The UN human rights committee said on Thursday that corruption proceedings against former Brazilian President Luiz Inacio Lula da Silva that led to his imprisonment and prevented him from running again for office in 2018 violated due process.
The finding follows a decision last year by Brazil's Supreme Court to annul his corruption conviction, which enabled him to launch a campaign for October's presidential election.
Lula is currently the frontrunner for that ballot ahead of far-right incumbent Jair Bolsonaro.
"Procedural violations rendered Lula's prohibition to run for president arbitrary and therefore in violation of his political rights, including his right to run for office," a statement on behalf of the committee of independent experts said.

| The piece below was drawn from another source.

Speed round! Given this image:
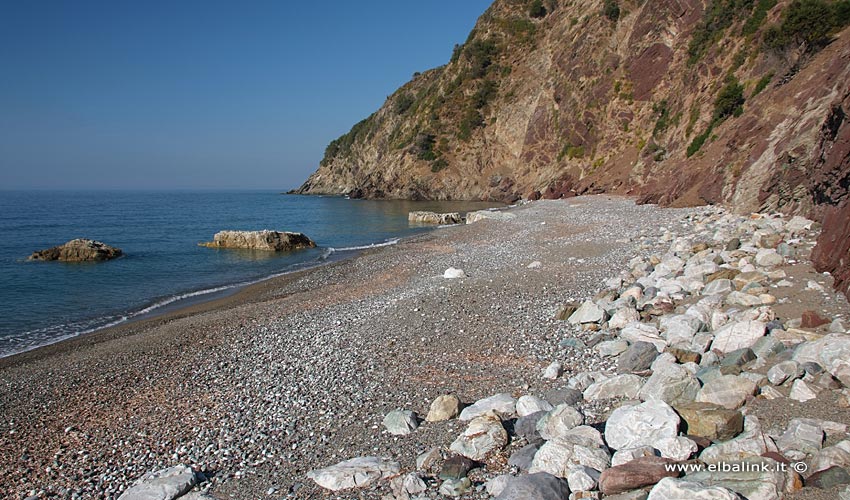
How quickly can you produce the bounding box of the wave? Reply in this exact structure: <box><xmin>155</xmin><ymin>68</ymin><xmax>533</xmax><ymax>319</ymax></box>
<box><xmin>0</xmin><ymin>238</ymin><xmax>399</xmax><ymax>358</ymax></box>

Lula filed a complaint to the committee, which oversees countries' compliance with the International Covenant on Civil and Political Rights, about how he was brought to trial in Brazil's biggest ever corruption investigation known as 'Car Wash'.
It found that wiretaps during the probe and their disclosure to the media violated his right to privacy while actions by the judge and prosecutors violated his right to presumption of innocence, the statement said.
It urged Brazil "to ensure that any further criminal proceedings against Lula comply with due process guarantees and to prevent similar violations in the future".
Lula governed Brazil from 2003 until 2010 and oversaw a period of dramatic economic growth - driven by a commodity boom - that helped lift millions out of poverty.